Since its establishment, ECUT has focused its education and research in the field of Nuclear Science and Geology Science, with the relevant disciplines, developed gradually. Based on the featured disciplines ECUT has developed into the fields of Geological Tourism, Geological Economy, Geological Chemistry, and Geological Environment etc. So far, ECUT has extended its education and research to engineering, science, language, management, economy and arts, among which 1 doctoral programme, 71 master programmes and 72 bachelor programmes, forming more than 20 schools and research centres.

== Students and staff ==
ECUT has a team of 2,800 teachers as its full-time staff, including 123 professors. Around 23,000 students study on the campuses. ECUT enrols international students, including doctoral programmes, master programmes, and bachelor programmes.
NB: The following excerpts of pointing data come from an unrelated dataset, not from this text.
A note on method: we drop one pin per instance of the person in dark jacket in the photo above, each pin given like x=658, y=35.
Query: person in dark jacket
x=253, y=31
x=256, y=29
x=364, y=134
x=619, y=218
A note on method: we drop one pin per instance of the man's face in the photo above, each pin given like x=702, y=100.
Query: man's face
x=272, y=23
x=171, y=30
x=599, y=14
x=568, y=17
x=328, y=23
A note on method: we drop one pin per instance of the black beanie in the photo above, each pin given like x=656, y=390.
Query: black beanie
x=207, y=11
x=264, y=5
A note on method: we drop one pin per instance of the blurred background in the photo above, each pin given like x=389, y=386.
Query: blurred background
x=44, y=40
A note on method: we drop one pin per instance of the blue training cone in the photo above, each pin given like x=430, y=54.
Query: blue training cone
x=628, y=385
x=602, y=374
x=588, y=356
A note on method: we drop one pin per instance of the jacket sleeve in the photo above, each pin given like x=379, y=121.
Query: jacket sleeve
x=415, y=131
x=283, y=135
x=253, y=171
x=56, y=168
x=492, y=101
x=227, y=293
== Leaders and notable alumni ==

- Qian Qihu (钱七虎), honorary principal
- Liu Xiaodong (刘晓东), vice principal
- Tang Bin (汤彬), vice principal
- Wang Yaonan (王耀南), academician of the Chinese Academy of Engineering(CAE)

== Faculties ==

- School of Earth Science
- School of Nuclear Science and Technology
- School of Geophysics and Measurement and Control Technology
- School of Chemistry, Biology and Material Science
- School of Water Resources and Environmental Engineering
- School of Geomatics
- School of Civil and Architectural Engineering
- School of Information Engineering
- School of Software Engineering
- School of Mechanical and Electronic Engineering
- School of Economics and Management
- School of Literature and Law
- School of Foreign Languages
- School of Science
- School of Marxism
- School of Teacher Training
- School of Physical Education
- School of Vocational Education
- School of Postgraduate Education
- Jiangxi Key Laboratory of Nuclear Resources and Environment
- Jiangxi Key Laboratory of Mass Spectrometry and Instrumentation
- International School

== Research environment ==
ECUT has more than ten national and provincial laboratories: the State Key Laboratory of Nuclear Resources and the Environment, the National Defence Key Discipline Laboratory of Radioactive Geology and Exploration Technology, the Science Ministry's International Cooperation Base of Earth Environment, the Education Ministry's Engineering Research Centre for Nuclear Technology, the Reference Laboratory of IAEA and the National Experimental Teaching Demonstration Centre for Radioactive Geology. In addition, two training centres, the Uranium Geology and Isotope Hydrology Advanced Training Centre of IAEA, and the Overseas Uranium Resources Exploration are present.

== Campus ==
ECUT has two campuses, located in Nanchang and Fuzhou. The main campus is situated in Nanchang, the capital of Jiangxi province. The other campus, approximately 80 km southeast of Nanchang, is in Fuzhou. The two campuses occupy an area of 1400 km^{2}.